Trivia[Bearbeiten | Quelltext bearbeiten]

  • Es lässt den Infizierten, anders als der T-Virus, einen bestimmten Anteil ihre Intelligenz, wodurch die am G-Virus Infizierte zu weitaus effektiveren Jägern werden.
  • Der Infizierte kann laufen und mit der Zeit auch immer stärker werden. Und mitunter auch Mutationen entwickeln.

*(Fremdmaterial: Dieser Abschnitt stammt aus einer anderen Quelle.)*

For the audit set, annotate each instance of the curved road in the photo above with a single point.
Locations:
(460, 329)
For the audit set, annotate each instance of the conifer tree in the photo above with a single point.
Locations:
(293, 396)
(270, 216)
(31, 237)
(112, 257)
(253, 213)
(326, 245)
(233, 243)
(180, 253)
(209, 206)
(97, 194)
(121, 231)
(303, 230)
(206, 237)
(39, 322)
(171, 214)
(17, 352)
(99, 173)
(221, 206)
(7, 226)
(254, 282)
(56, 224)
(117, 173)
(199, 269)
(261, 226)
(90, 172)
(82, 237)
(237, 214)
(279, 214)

  • William Birkin entwickelte das G-Virus in einem geheimen Forschungslabor nahe einer Kanalisation, um vor Umbrella-Spionen sicher zu sein. Er wollte nicht sein Lebenswerk in den Händen der Umbrella Corporation sehen. Aber die Spione konnten in das Labor eindringen und Proben stehlen. Sie Schießstein auf Dr. Birkin, welcher sich mit einer Pistole schützen wollte. Bevor Birkin an den Schusswunden starb injizierte er sich die letzte G-Probe die er bei sich trug. In kürzester Zeit enwickelte er sich zu G1, die erste Mutationsstufe und tötete alle Spione bis auf Hunk, der sich retten konnte . Dieser brachte die Proben zur Umbrella-Corporation. Leon, ein Polizist des Raccoon City Police Departments und Claire Redfield konnten sich vor dem Ungetüm retten. Um auch diese beiden Zeugen auszuschalten, schickte Umbrella über Helikopter ein weiteres T-Virus-Produkt, den Tyrant-103. Aber die beiden konnten sowohl diese neue Mutation als auch William Birkin töten. G-Virus infizierte implantieren lebenden Menschen Embryos, um für eine Verbreitung des Virus zu sorgen. Hierbei werden allerdings nur Verwandte des Infizierten mit einem Embryo versehen. Nichtverwandte werden einfach getötet oder zum Sterben zurückgelassen. In Resident Evil 2 setzt William Birkin seiner Tochter Sherry ein Embryo ein, aber Claire Redfield kann Sherry retten.